Bug 2217906

Summary: sos: Python tarfile extraction needs change to avoid a warning (CVE-2007-4559 mitigation)
Product: Red Hat Enterprise Linux 9 Reporter: Petr Viktorin <pviktori>
Component: sosAssignee: Pavel Moravec <pmoravec>
Status: NEW --- QA Contact: Supportability QE <supportability-qe>
Severity: unspecified Docs Contact:
Priority: unspecified    
Version: 9.3CC: agk, jcastillo, plambri, sbradley, theute
Target Milestone: rcKeywords: Triaged
Target Release: ---   
Hardware: Unspecified   
OS: Unspecified   
Whiteboard:
Fixed In Version: Doc Type: If docs needed, set a value
Doc Text:
Story Points: ---
Clone Of:
: 2218238 (view as bug list) Environment:
Last Closed: Type: Bug
Regression: --- Mount Type: ---
Documentation: --- CRM:
Verified Versions: Category: ---
oVirt Team: --- RHEL 7.3 requirements from Atomic Host:
Cloudforms Team: --- Target Upstream Version:
Embargoed:
Bug Depends On:    
Bug Blocks: 2218238    

Description Petr Viktorin 2023-06-27 12:41:35 UTC
Hello,
In RHEL 9.3 and 8.9, we're planning to fix the long-standing CVE-2007-4559: Python's `tarfile` module makes it too easy to extract tarballs in an unsafe way.
Unfortunately, for the CVE to be considered fixed, this needs a behavior change. (If you don't think this is the case, let's bring it up with the security team.)
Upstream, Python will emit deprecation warnings for 2 releases, but in RHEL we change the behavior now, emit warnings, and provide ways for customers to restore earlier behavior.
To avoid the warning, software shipped by Red Hat will need a change.

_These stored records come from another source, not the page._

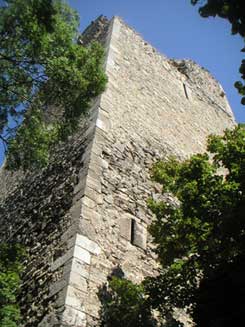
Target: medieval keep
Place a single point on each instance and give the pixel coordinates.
(85, 214)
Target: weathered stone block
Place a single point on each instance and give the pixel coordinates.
(139, 235)
(87, 244)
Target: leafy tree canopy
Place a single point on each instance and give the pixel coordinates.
(125, 304)
(205, 232)
(233, 11)
(41, 68)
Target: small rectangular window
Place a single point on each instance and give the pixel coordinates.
(185, 90)
(133, 223)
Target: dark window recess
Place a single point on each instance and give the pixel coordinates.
(132, 238)
(185, 90)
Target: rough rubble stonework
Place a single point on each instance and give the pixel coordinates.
(86, 215)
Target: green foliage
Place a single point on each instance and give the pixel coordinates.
(234, 12)
(43, 68)
(11, 256)
(205, 232)
(124, 304)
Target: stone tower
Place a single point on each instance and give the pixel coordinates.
(86, 214)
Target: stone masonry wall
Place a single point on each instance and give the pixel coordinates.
(86, 215)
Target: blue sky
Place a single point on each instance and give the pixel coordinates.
(175, 28)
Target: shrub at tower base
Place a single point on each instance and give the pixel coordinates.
(11, 256)
(200, 238)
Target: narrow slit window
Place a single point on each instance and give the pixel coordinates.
(185, 90)
(132, 238)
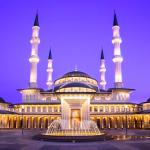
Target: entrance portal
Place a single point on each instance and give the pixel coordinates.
(75, 118)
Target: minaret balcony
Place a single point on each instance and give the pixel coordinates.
(34, 58)
(102, 69)
(116, 39)
(117, 58)
(35, 40)
(49, 69)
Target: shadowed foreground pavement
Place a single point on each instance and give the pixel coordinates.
(14, 140)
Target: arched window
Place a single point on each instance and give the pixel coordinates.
(26, 97)
(102, 98)
(124, 97)
(117, 97)
(48, 98)
(121, 97)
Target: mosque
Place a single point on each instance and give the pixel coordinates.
(76, 96)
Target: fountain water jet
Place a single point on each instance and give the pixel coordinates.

For more details see upstream PEP 706: https://peps.python.org/pep-0706
and the Red Hat knowledge base draft: https://access.redhat.com/articles/7004769

---

In /usr/lib/python3.9/site-packages/sos/cleaner/archives/__init__.py, sos calls `archive.extractall(path). The call will emit a warning by default, and should be changed to something like:

if hasattr(tarfile, 'data_filter'):
    # Python with CVE-2007-4559 mitigation (PEP 706)
    archive.extractall(path, filter='data')
else:
    # Fallback to a possibly dangerous extraction (before PEP 706)
    archive.extractall(path)

The 'data' filter above attempts a "safe" extraction, intended for pure data archives. For example:
- prevents extracting outside the target directory, and to absolute paths (by raising an exception)
- prevents symlinks pointing outside the target directory, and to absolute paths
- adjusts permissions (for the owner, only the executable bit is honored)
See PEP 706 for details: https://peps.python.org/pep-0706/#filters

If you trust that the archive is not malicious, use `filter='fully_trusted'` instead. That will preserve the existing behavior.

---

Let me know if you have any questions!